Я приготовилась спорить, но, к моему удивлению, брат только кивнул с загадочным выражением:
– Ливилла, Макрон частенько жаловался, что ты недолюбливаешь его. Это заставило меня задуматься, и я наблюдал за ним еще до того, как это случилось… – Его речь прервал приступ мучительного кашля; Калигула отхаркнул в тряпицу что-то отвратительное и, обессиленный, откинулся на подушки, но спустя несколько минут смог продолжить: – Я ожидал чего-то подобного.
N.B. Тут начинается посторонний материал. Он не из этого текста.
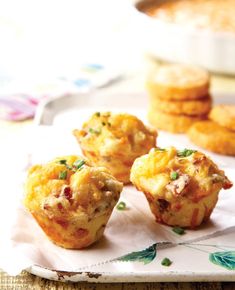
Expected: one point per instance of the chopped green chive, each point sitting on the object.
(93, 131)
(78, 164)
(121, 205)
(159, 149)
(178, 230)
(185, 152)
(63, 174)
(174, 175)
(166, 262)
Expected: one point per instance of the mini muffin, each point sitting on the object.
(181, 187)
(178, 82)
(172, 122)
(224, 115)
(189, 108)
(115, 141)
(213, 137)
(71, 200)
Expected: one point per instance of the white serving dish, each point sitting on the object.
(214, 51)
(68, 112)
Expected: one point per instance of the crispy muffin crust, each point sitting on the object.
(71, 200)
(181, 187)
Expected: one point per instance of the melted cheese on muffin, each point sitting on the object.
(71, 200)
(114, 141)
(181, 186)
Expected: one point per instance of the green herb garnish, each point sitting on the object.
(166, 262)
(185, 152)
(174, 175)
(159, 149)
(78, 164)
(94, 131)
(63, 175)
(121, 205)
(178, 230)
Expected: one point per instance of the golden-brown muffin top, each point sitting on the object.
(108, 133)
(69, 185)
(170, 173)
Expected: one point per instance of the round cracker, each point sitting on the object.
(189, 108)
(224, 115)
(213, 137)
(172, 123)
(178, 82)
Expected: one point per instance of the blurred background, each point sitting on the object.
(53, 47)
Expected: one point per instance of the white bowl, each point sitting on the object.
(214, 51)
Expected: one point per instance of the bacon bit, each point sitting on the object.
(207, 214)
(177, 207)
(81, 233)
(128, 162)
(199, 160)
(194, 218)
(227, 184)
(62, 223)
(148, 196)
(46, 206)
(163, 205)
(67, 192)
(177, 186)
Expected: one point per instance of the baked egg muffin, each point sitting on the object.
(181, 187)
(71, 200)
(115, 141)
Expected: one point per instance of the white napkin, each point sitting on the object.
(23, 243)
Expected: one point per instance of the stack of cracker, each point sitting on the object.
(218, 134)
(179, 97)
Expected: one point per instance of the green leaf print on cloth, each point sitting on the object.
(224, 259)
(145, 256)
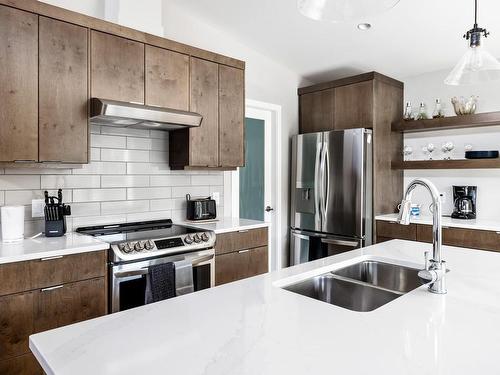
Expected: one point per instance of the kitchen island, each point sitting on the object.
(255, 327)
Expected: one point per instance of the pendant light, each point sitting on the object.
(343, 10)
(477, 65)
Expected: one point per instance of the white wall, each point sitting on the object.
(427, 87)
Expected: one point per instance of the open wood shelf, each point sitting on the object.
(445, 123)
(447, 164)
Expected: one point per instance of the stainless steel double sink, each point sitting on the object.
(363, 286)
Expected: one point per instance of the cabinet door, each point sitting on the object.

Тиберий был ужасным человеком, но он преподал мне один очень важный урок, за что я ему теперь благодарен. – Я нахмурилась, и брат, хотя и был едва жив, не удержался от смешка. – С тех пор как мы вернулись в Рим, я постоянно принимал крошечные дозы различных ядов, чтобы повысить свою устойчивость к ним. К счастью, я извлек урок и из собственных действий и пил вытяжку из ягод абруса. Мой недуг – последствия того самого красного яда, я уверен в этом.
В полном изумлении я отступила на шаг.
– Да, – подтвердил Калигула и усмехнулся. – Я сам познакомил Макрона с абрусом, и в знак благодарности он меня им же и отравил. Но я успел привыкнуть к яду за прошедшие месяцы, и потому есть хороший шанс, что я выживу. На такой исход Макрон не рассчитывал.
Я все не могла оправиться от потрясения:
– Ты принимал яд? Да ты сумасшедший!
– Зато живой, – буркнул брат. – Хотя все еще может обернуться иначе… Пусть придет писец. И велите преторианцам покинуть здание. Отныне за охрану дворца отвечают германцы.
Я вздрогнула. Мозг нарисовал неприятную параллель между моим сиплым, слабым братом и старым тираном, предшествовавшим ему на троне: яд, германцы, преторианец-предатель.
– Зачем тебе писец? – подала голос Друзилла.
– На случай моей смерти я должен написать новое завещание. Друзилла, в нем я все оставлю тебе.
Сестра не поверила своим ушам, а я вынуждена была бороться с горькой ревностью. Как же так? Любимая сестра Калигулы получит все, а я – ничего? Но следующие слова брата все разъяснили. Как оказалось, мне не на что было обижаться.